Posted On : 2013-07-20 03:38:33( TIMEZONE : IST )

Bajaj Finance - Healthy growth, better productivity, stable asset quality; Buy - Anand Rathi

SME and consumer finance drive robust loan growth. Bajaj Finance's net profit grew 26.7% yoy, driven by strong growth in assets under management (AUM), up 32.8% yoy. The proportion of SME finance in AUM rose 410bps yoy to 48.7%. Disbursement growth was a healthy 32.2% yoy, driven by strong disbursements in consumer and SME finance at respectively 40.7% and 39.4% yoy. Rising discretionary spending coupled with the first-mover advantage and a varied product mix would aid the NBFC achieve a strong 25.6% CAGR in loans from FY13 to FY16.

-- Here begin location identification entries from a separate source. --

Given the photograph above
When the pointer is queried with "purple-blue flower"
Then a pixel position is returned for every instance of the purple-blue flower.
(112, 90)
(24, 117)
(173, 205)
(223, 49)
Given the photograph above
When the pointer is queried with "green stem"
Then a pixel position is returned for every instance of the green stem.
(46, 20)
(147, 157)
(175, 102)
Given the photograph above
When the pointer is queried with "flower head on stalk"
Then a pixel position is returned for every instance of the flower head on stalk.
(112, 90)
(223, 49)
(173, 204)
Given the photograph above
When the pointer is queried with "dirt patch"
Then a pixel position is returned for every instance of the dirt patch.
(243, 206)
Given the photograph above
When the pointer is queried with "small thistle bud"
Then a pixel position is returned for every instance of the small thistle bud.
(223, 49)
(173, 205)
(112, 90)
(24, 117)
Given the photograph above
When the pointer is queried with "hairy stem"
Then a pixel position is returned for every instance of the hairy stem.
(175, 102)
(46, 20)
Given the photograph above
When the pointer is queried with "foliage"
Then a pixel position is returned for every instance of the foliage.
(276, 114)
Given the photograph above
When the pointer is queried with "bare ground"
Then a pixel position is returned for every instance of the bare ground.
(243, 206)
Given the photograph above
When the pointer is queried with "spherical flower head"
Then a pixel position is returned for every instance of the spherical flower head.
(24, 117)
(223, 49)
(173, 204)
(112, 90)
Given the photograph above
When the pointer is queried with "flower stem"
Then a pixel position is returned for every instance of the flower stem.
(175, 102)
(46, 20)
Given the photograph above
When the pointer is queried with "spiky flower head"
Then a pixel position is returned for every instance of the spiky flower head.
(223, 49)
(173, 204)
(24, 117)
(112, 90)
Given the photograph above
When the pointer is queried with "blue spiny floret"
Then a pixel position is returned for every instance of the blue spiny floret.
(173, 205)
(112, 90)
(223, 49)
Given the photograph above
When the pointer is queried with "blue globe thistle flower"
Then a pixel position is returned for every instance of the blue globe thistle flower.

Lower NIM, better productivity. Calculated NIM on AUM slipped 60bps yoy to 13.1% on account of a larger proportion of the relatively lower-yielding SME-finance business. Ahead, we expect NIM to be stable, given easing short-term interest rates offsetting the likely higher share of the secured-mortgage business. Cost-income improved 79bps yoy to 45% on account of the control over marketing and recovery commissions, despite the rural branch rollout. We expect cost-assets to further improve to 5.1% by FY16, from 5.5% in FY13.

Stable asset quality, adequate NPA coverage. Asset quality was stable with gross non-performing assets (GNPA) at 1.14%. NPA coverage of 78.1% is better than that of most of its peers. Credit cost rose 40bps yoy to 1.5% as the NBFC provided `177m more for the higher standard-asset provisioning of 40bps (from 25bps earlier) and increased delinquencies in construction-equipment and the two-wheeler sub-segments. We expect credit cost to be a stable 1.3% given the rising share of secured advances.

Our take. We expect the healthy loan growth, rising proportion of secured lending and improving productivity to drive a sustainable RoA of more than 3.3% over FY13-16. We maintain a Buy. At our price target the stock would trade at 2.1x FY14e and 1.8x FY15e BV. Our target price is based on the two-stage DDM (CoE: 15.3%; beta: 1.04; Rf: 8%). Risk: Lower-than-expected economic growth could reduce loan growth and increase NPA.